Patricia Moraga (EOL)

Lacan lamentava que seu ensino não tivesse as consequências na sociedade que ele queria¹. No início dos anos 70, ele propôs ler o social servindo-se do sinthoma como sendo o que enlaça as três rodinhas de barbante (RSI) e sustenta a relação com o Outro sexo². Como utilizar essas ferramentas para ler as diferenças entre o movimento “Indignados” (2011) e “Maré de lenços brancos” (2017)³, a fim de abordar a indignação como paixão de um corpo político e o lugar da dignidade na psicanálise?

O âmbito público determina o que não pode ser dito e o que não pode ser mostrado. O silêncio dos meios de comunicação maciça diante da iminente liberação de genocidas mobilizou a população argentina a rejeitar a falha da Suprema Corte da Justiça, que beneficiava os condenados por crimes contra a humanidade cometidos durante a ditadura militar (1976-1983). O grito ”Nunca mais!” foi um acontecimento de corpo político que afirmou a vida contra o silêncio da pulsão de morte.

Essa mobilização se distingue daquela dos “Indignados”, nascida entre os jovens que têm estudos, porém não têm trabalho, excluídos do sistema, que se tornou transgeracional, sem líderes e sem demandas específicas e que é contra a política que prejudicava as pessoas em benefício da elite financeira. Ela foi um grito do sujeito contra o Outro infernal que o deixava sem lugar no mundo⁴.

Ambos os casos evidenciam como o corpo afetado pela linguagem está tomado pelos discursos. As paixões têm a ver com o corpo e com o gozo (o do próprio corpo ou o da fantasia) e os conecta com a linguagem. A indignação toca a distinção entre dignidade e indignidade. Em Lacan, a dignidade sempre se refere ao singular, mas essa conexão não é evidente se colocamos o problema do gozo autista do sintoma. Para ele, a sublimação eleva um objeto à dignidade da Coisa. Aqui a dignidade se equipara com a anulação do gozo, que é idealizado e negativado pelo significante. Quando o gozo é elevado à dignidade da Coisa e não é rebaixado à indignidade do dejeto, ele é sublimado, socializado⁵.

O desejo destaca um objeto entre todos, não equiparável aos demais, singular. Esse objeto supervalorizado tem a função de “salvar nossa dignidade de sujeito”, nos tornando “algo diferente de um sujeito submetido ao deslizamento infinito do significante”, algo “único, insubstituível”⁶. E Lacan localiza a dignidade do sujeito no objeto a, causa do desejo: o singular de uma causa insubstituível. Assim, só fazemos luto por aquele cujo desejo causamos.

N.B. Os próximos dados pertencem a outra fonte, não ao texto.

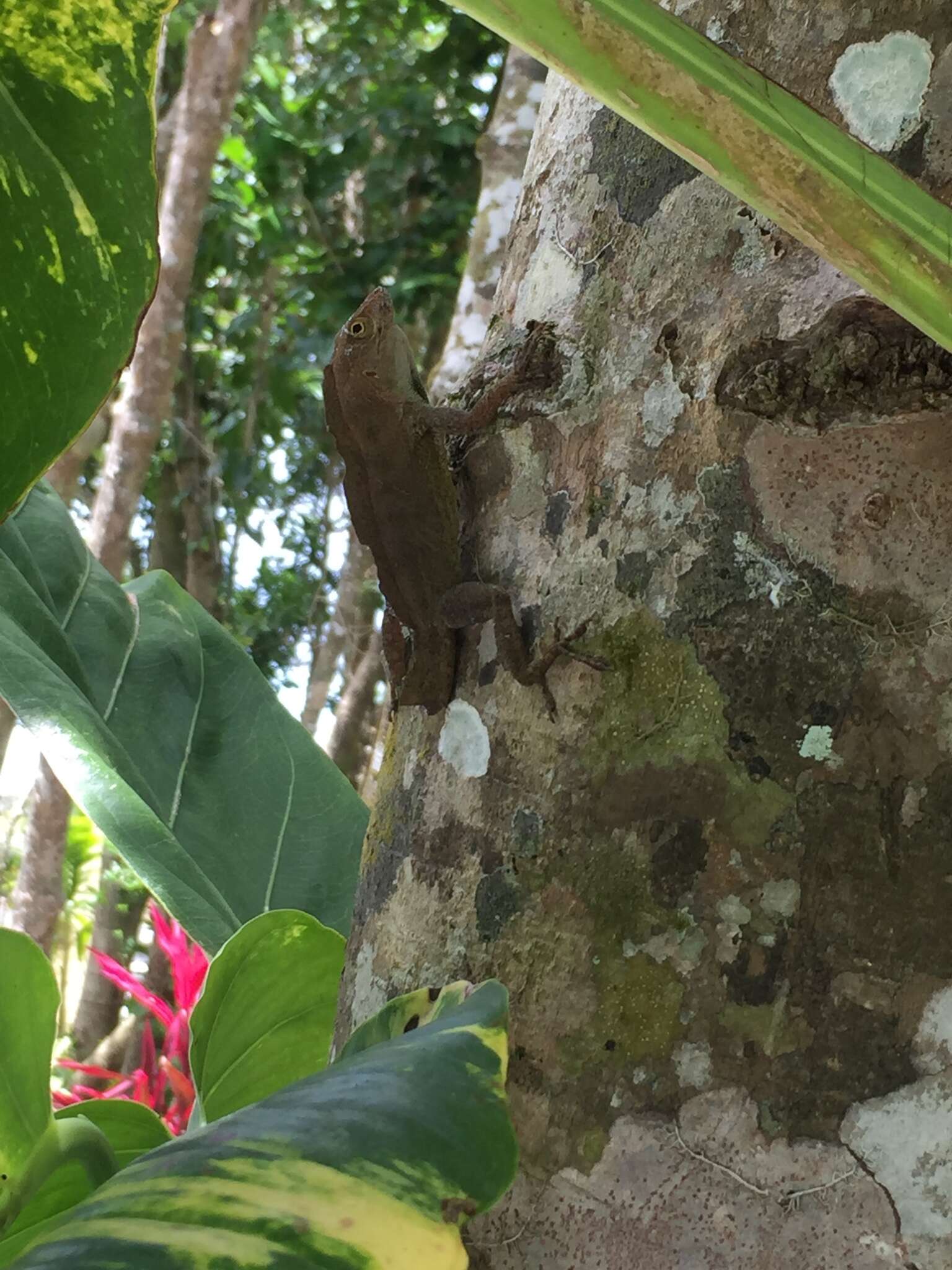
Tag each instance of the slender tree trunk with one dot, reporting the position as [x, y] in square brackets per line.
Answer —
[117, 917]
[68, 469]
[167, 545]
[8, 722]
[37, 898]
[196, 474]
[503, 149]
[218, 55]
[718, 884]
[356, 719]
[347, 630]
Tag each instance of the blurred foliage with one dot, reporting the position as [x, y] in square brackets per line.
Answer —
[351, 163]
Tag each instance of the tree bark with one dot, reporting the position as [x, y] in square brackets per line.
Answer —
[356, 719]
[117, 917]
[503, 149]
[37, 897]
[718, 886]
[346, 633]
[68, 469]
[218, 55]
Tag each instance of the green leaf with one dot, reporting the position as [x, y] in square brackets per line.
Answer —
[29, 1003]
[131, 1128]
[374, 1162]
[167, 735]
[399, 1015]
[77, 254]
[266, 1016]
[764, 145]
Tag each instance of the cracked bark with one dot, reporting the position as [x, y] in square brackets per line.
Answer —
[718, 887]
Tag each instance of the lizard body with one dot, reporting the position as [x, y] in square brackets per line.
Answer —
[403, 500]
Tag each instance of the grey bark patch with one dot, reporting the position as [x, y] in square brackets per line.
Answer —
[632, 573]
[527, 832]
[633, 168]
[558, 507]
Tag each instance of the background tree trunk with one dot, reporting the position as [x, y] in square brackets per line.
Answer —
[346, 633]
[38, 895]
[719, 886]
[218, 55]
[355, 724]
[503, 149]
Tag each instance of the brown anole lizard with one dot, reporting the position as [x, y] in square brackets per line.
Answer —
[403, 502]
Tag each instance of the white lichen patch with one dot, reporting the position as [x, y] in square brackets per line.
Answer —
[369, 990]
[763, 575]
[692, 1064]
[464, 741]
[733, 915]
[933, 1038]
[756, 251]
[879, 87]
[818, 745]
[731, 910]
[906, 1141]
[681, 949]
[781, 898]
[410, 769]
[663, 406]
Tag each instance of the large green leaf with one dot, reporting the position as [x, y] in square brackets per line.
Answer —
[374, 1162]
[29, 1003]
[757, 140]
[131, 1128]
[77, 252]
[266, 1016]
[169, 738]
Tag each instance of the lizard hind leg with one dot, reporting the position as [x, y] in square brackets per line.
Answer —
[474, 602]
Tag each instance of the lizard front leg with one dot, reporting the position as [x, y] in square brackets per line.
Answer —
[535, 368]
[474, 602]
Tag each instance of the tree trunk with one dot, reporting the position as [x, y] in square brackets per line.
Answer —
[503, 149]
[115, 925]
[347, 630]
[355, 723]
[8, 722]
[37, 895]
[218, 55]
[718, 886]
[68, 469]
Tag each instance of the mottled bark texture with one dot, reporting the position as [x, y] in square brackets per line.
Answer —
[503, 149]
[37, 897]
[356, 721]
[719, 886]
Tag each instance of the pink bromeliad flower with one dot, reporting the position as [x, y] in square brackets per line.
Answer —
[162, 1081]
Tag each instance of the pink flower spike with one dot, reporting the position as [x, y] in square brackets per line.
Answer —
[187, 961]
[104, 1073]
[120, 1091]
[177, 1039]
[148, 1060]
[180, 1083]
[121, 977]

O gozo autista do Um torna problemático afirmar a dignidade do sintoma. Se ele se basta a si mesmo, esse gozo é indigno. Como fazer laço com ele? Miller acrescenta o escabelo ao sinthoma, é sobre ele que o falasser se alça para “elevar-se à dignidade da Coisa” e o situa ao lado do gozo da palavra, do gozo fálico e do sentido⁷. O sinthoma é gozo real do corpo e exclui o sentido. Sua dignidade nasce ao fazer do sinthoma um escabelo no laço com o Outro.

Os movimentos “Indignados” e “Maré dos lenços brancos” nos ensinam como se servir do acontecimento de corpo para ler os sintomas sociais. No primeiro caso, a indignação surge quando a dignidade do sinthoma é rechaçada e o singular é esmagado pelo universal. No segundo, a dignidade do sinthoma faz laço sem fazer massa.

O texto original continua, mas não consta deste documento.